In an effort to eliminate the need to manually or automatically transfer parts during an ultrasonic cleaning operation, U.S. Pat. No. 6,102,056 to Kotsopey (“Kotsopey”, the disclosure of which is incorporated by reference herein) discloses an ultrasonic cleaner having a tank with an open top for inserting articles therein. The tank has each of a liquid inlet opening, a liquid outlet opening, an air inlet window and an air outlet duct. A first overflow passage is disposed adjacent the air inlet opening to prevent flow of liquid therethrough. Similarly, a second overflow passage adjacent the air outlet duct prevents liquid from flowing therethrough. In this configuration, a complete cleaning operation (i.e., cleaning, rinsing and drying steps) is performed in a single continuous operation in a manner such that the solution in the tank never interferes with the flow of air therethrough. Although the cleaner disclosed by Kotsopey effectively integrates cleaning, rinsing and drying functions in an automated operation, the cleaner integrates additional structure such as overflow weirs and perforated air distribution channels that provide a heavy, cumbersome structure that is expensive to manufacture and maintain.

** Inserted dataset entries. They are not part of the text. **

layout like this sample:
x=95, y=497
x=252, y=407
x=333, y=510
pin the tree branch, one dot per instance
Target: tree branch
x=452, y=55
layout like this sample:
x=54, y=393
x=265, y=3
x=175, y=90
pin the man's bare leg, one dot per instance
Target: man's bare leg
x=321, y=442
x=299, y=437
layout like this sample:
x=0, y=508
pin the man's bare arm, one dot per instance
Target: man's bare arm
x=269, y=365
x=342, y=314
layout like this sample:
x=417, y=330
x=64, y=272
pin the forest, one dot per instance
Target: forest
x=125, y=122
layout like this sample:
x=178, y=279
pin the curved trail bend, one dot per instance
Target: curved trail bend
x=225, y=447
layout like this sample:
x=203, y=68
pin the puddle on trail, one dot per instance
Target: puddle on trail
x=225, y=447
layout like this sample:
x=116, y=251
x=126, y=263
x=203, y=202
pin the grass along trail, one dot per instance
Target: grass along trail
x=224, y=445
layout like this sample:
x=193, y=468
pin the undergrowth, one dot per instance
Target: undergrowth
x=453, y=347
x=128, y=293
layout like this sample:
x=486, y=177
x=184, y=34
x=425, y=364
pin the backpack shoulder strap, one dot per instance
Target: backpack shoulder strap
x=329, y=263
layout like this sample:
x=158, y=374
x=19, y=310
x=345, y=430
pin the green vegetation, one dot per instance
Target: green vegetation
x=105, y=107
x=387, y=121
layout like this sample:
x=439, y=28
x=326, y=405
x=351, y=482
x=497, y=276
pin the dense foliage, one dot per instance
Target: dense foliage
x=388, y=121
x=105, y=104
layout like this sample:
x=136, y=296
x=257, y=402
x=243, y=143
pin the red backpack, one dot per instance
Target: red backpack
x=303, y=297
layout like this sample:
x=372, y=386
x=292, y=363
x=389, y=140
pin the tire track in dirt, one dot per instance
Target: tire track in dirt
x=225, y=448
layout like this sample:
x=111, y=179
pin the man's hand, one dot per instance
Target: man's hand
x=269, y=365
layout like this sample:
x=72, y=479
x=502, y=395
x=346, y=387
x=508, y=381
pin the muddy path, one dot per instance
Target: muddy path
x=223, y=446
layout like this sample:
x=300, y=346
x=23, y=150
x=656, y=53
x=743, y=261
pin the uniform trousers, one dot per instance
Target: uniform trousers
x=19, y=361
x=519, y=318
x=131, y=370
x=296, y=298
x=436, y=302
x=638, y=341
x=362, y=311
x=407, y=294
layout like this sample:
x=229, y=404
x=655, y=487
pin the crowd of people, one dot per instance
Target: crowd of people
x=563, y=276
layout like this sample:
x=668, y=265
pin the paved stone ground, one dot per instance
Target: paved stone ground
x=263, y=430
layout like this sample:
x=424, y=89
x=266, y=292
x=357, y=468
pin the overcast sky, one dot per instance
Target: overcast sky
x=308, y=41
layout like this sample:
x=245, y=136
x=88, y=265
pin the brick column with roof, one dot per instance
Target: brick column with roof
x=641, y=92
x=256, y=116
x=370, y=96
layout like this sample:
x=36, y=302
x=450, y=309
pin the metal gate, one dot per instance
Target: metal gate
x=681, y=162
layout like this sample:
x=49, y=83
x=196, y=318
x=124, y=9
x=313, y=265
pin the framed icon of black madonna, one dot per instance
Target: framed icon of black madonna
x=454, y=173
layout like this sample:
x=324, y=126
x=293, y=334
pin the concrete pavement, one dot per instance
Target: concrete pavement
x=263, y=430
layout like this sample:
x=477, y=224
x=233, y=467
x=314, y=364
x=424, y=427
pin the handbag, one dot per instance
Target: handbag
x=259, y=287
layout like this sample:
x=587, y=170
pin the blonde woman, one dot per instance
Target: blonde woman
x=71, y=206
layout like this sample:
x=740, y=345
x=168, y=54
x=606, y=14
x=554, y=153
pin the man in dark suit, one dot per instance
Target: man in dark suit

Although the aforementioned cleaners sufficiently sanitize medical instruments from immersion processes executed therein, such devices are cumbersome for laboratory and medical applications. The tank constructions of such devices require extra structure that contributes to tank weight and maintenance. For instance, a separate compartment that is required for drying the instruments contributes to manufacturing and maintenance costs and deleteriously exposes electrical components to excess solution. In medical and laboratory environments, such conditions are detrimental to consideration of space constraints and further inhibit proper use of such cleaning devices, thereby contributing to cross contamination risks.
It is therefore desirable to provide an ultrasonic cleaning device that eliminates the disadvantages of conventional immersion cleaners and advantageously consumes minimal space in the user's environment. The entire ultrasonic cleaning operation (i.e., cleaning, rinsing and drying and an optional pre-soaking mode) desirably occurs in a single tank in which the items to be cleaned remain stationary. Instead, the required solutions are poured into and drained from the tank using a trigger function that eliminates complicated tank structure. Hot air is subsequently circulated in the same tank to effect the drying function. Such a configuration not only saves space, but also reduces fiscal and temporal expenditures and cross-contamination risks while advocating an automated process without the need for expensive robotics.